Of course you did assume normality. What do you think a z-value represents?
As stated by the OP, if you make the necessary assumptions about the observations being from a random sample, it is a simple t-test for the difference between two proportions. Since the question was about statistical significance in the difference, it’s a two-sided test (and you use a pooled proportion in the standard error calculation). The t-statistic is 0.37 which has a p-value of over 70%. If the interest was whether there was a statistically significant drop in the proportion, then it’s a one-sided test and the p-value is still over 35%. Those p-values are much too high to conclude that there was any statistically significant difference in the proportions. So, no, your process did not lower the proportion.
Keep in mind that in traditional tests of significance, the criterion is a p-value of .05. That means that we are not going to declare the null hypothesis (i.e., the hypothesis that the statue is not a blessing) unsupported unless there is a 5% or less chance that we would have seen as much of a difference as we did, if that hypothesis were true. That’s a pretty stringent criterion, which means that even if you have a “real” effect, it may not be found statistically significant. The reason for this is that the purpose of statistical testing is to distinguish real effects from apparent effects, and if your effect size is small (e.g., 40% vs. 43%), you need strong evidence to support the claim that it’s real and not due to chance. If you’re comparing proportions as in this example, that basically means you need a huge sample size… which means a lot more than 39 babies in the “statue” condition.
So, as long as we’re using traditional significance testing, you’re pretty much right… if we’re not able to collect any more data from the “statue” condition than those 39 babies, and the true difference is only 3 percentage points, then it’s going to be pretty hard to “prove” that the difference wasn’t due to chance, or to some other factor besides the statue.
But this is dead wrong. The change of process did not make a statistically significant difference in the outcomes, but that is most emphatically not the same as no difference.
OP, I assume that part of the rationale for a new process was to save money.
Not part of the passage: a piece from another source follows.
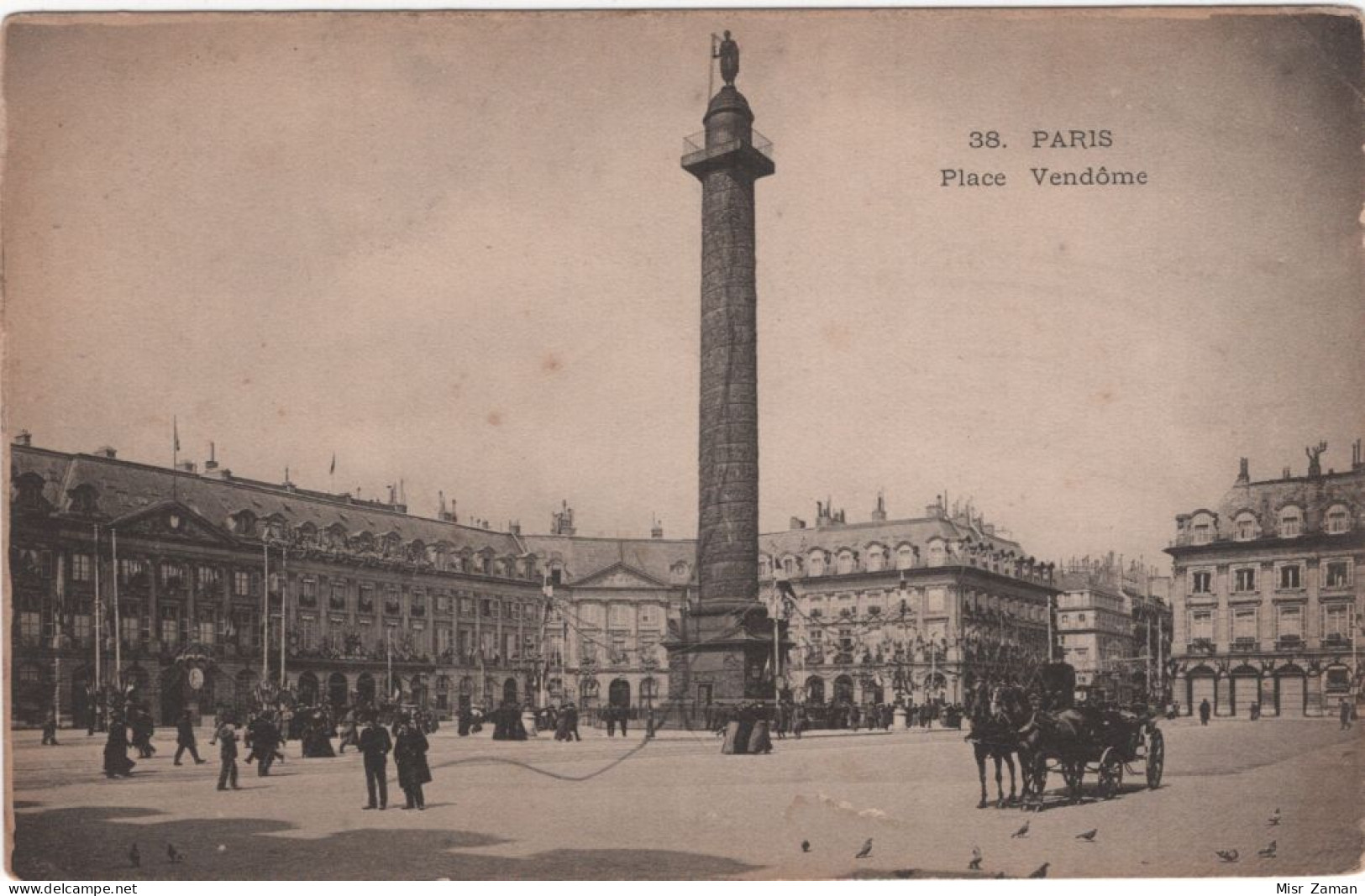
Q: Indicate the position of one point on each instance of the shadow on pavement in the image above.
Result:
(96, 843)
If you take the total amount you’ve spent on the 807 new outcomes with a 40% mean, and recalculate what you would’ve spent with a 43% mean, you may be able to argue that it’s a good change that way.
That’s just a nitpick. If you read my whole post, when I said “your process did not lower the proportion”, I obviously meant “your process did not lower the proportion a statistically significant amount”. And I don’t agree with the suggestion that the OP argue for spending money on a statistically insignificant lowering of the proportion because anyone astute in management can argue that there’s not enough confidence that the change will hold up if you go forward with the new process. I’ve worked on decisions of this sort throughout my career. To make a scientific conclusion based on data and then to go against that conclusion makes no sense.
The proper way to do this calculation is given above, but it is not necessary, since the result is insignificant by inspection. Under standard assumptions, the random error in 39 trials is about sqrt(39) or about 16%. You are talking about a 3% change!
There is not good evidence that the process has changed anything. Indeed, you can’t rule out, with any confidence, that it has raised the proportion. You can get a confidence interval on the odds ratio though.